How Teams Can Claim Players Off Waivers

March 22 2012 at 8:31am CDT By Luke Adams

For most of the week, as players have been waived or bought out, we've heard that only teams with cap space can claim those guys off waivers. As last night's J.J. Hickson claim exhibited, this isn't entirely true. According to Storytellers Contracts, the Trail Blazers' player salaries for 2011/12 already sat at $66MM+, with cap holds taking their total hit up to $68MM+. This is well over the salary cap ($58.04MM), so how was Portland able to claim Hickson?

In his CBA FAQ, Larry Coon outlines four ways in which teams are able to claim players off waivers:

  • The team is far enough under the salary cap to fit the player's entire salary.
  • The team has a disabled player exception for at least the player's salary.
  • The team has a traded player exception for at least the player's salary.
  • The player's contract is for one or two seasons and he is paid the minimum salary.

At this point in the season, very few clubs have the space to fit a waived player's salary under the cap. While teams like the Cavaliers and Raptors are thought to be under the cap, both clubs would have to renounce their cap holds in order to place a claim on any player earning more than the minimum. Only the Pacers and the Kings currently have enough room to absorb any significant salary under the cap. Because waiver claims mean a team inherits that player's contract (paying the remainder), most players clear waivers without any issue. Boris Diaw, for instance, should have no problem passing through waivers, since no team will want to take on his full $9MM cap figure for this season.

Inexpensive players are more likely to be claimed, however, and over-the-cap teams claiming players on minimum salaries isn't uncommon. The Hornets did that earlier this week, when they claimed Chris Johnson off waivers from the Blazers. While New Orleans is over the cap, Johnson was on a minimum-salary, two-year deal, so the Hornets were able to place a claim.

Hickson, however, isn't a minimum-salary player. In the fourth year of his rookie scale contract, his 2011/12 cap figure is about $2.35MM. With no cap space and no disabled player exception available, Portland could only have used a traded player exception to absorb Hickson's salary. Fortunately, as I noted after last week's trade deadline, the Blazers created a trade exception when they dealt Marcus Camby to Houston, and Hickson's salary fits nicely into that $2.68MM exception.

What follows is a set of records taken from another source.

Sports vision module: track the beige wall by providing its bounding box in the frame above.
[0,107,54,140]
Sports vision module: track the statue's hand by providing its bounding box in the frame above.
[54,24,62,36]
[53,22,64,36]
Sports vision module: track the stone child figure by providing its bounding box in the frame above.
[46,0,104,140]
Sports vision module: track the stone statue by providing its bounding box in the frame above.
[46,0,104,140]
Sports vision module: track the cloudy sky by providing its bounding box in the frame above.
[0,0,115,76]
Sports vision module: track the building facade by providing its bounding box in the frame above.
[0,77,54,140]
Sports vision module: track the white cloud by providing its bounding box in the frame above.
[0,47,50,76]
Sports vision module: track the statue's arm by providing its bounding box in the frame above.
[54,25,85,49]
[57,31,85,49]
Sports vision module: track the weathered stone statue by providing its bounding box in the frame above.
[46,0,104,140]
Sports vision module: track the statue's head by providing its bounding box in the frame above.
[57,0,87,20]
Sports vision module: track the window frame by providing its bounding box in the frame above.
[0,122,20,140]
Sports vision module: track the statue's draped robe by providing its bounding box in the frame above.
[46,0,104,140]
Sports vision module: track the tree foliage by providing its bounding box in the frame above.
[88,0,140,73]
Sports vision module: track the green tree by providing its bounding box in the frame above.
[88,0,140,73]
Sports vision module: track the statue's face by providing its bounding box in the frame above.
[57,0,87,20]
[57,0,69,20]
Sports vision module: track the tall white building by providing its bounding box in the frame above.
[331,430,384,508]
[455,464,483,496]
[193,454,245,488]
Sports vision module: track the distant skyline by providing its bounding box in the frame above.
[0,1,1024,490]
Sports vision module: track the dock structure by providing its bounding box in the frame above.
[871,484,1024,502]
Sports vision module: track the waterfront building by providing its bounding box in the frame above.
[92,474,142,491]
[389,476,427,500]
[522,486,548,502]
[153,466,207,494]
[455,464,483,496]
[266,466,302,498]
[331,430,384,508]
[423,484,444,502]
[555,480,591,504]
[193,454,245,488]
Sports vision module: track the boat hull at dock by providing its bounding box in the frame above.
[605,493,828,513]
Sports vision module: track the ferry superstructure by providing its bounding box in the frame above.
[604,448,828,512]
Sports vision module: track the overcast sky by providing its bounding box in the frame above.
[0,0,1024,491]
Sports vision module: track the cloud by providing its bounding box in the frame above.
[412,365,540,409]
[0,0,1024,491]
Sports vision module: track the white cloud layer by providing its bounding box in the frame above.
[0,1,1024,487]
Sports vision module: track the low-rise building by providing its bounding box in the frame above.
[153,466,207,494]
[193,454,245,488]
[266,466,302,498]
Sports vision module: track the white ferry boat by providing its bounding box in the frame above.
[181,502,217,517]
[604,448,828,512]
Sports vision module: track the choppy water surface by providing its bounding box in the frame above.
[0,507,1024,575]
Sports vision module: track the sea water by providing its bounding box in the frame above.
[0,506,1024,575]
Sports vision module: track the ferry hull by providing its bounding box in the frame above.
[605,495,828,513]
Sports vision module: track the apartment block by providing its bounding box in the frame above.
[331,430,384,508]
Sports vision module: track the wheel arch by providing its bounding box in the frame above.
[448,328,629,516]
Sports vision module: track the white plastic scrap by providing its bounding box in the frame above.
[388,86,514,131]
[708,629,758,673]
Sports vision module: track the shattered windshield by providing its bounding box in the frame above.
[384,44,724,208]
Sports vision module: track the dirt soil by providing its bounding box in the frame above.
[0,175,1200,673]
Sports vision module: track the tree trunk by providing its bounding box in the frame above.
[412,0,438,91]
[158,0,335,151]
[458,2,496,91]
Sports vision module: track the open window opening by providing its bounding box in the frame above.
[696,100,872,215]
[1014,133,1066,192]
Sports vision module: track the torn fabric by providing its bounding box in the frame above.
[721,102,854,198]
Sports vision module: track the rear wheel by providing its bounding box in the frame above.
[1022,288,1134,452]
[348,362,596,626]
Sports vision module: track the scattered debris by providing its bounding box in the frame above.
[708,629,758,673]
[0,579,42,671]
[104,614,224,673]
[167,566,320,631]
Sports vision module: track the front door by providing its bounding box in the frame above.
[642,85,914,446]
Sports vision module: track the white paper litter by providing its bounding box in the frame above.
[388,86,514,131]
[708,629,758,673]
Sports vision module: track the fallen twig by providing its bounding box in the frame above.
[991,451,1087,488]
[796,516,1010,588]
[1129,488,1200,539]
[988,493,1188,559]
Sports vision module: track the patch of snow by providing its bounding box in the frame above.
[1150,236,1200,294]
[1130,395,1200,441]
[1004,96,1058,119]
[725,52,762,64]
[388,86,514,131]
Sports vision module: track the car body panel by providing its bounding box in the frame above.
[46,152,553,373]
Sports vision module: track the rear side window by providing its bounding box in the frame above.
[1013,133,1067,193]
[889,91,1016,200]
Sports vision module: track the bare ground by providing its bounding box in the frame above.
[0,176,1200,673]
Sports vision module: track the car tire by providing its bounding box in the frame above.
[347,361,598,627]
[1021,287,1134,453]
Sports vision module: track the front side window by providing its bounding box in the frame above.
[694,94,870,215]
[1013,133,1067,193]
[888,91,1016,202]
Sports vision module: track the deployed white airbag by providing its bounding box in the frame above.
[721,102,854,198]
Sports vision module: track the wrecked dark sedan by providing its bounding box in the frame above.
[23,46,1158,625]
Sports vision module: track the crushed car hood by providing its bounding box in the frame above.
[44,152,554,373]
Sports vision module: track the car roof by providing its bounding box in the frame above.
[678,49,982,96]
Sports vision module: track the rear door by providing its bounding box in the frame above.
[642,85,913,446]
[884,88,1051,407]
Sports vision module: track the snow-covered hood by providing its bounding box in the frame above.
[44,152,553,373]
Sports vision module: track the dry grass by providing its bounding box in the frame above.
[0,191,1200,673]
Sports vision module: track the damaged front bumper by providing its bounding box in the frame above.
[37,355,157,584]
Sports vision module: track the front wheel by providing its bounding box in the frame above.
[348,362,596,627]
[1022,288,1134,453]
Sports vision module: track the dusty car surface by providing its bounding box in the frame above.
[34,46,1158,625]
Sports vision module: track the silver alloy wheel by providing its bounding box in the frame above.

The Warriors had hoped to sign Hickson after he cleared waivers — following Portland's winning claim, Marcus Thompson II of the Bay Area News Group explained that Golden State didn't have the cap space to absorb Hickson's salary, and therefore missed out. But if the Warriors broke down the Andrew Bogut as we assume they did, the team should have received a trade exception of its own, worth $3.29MM. If they wanted Hickson badly enough, the Warriors could have used that exception to grab him.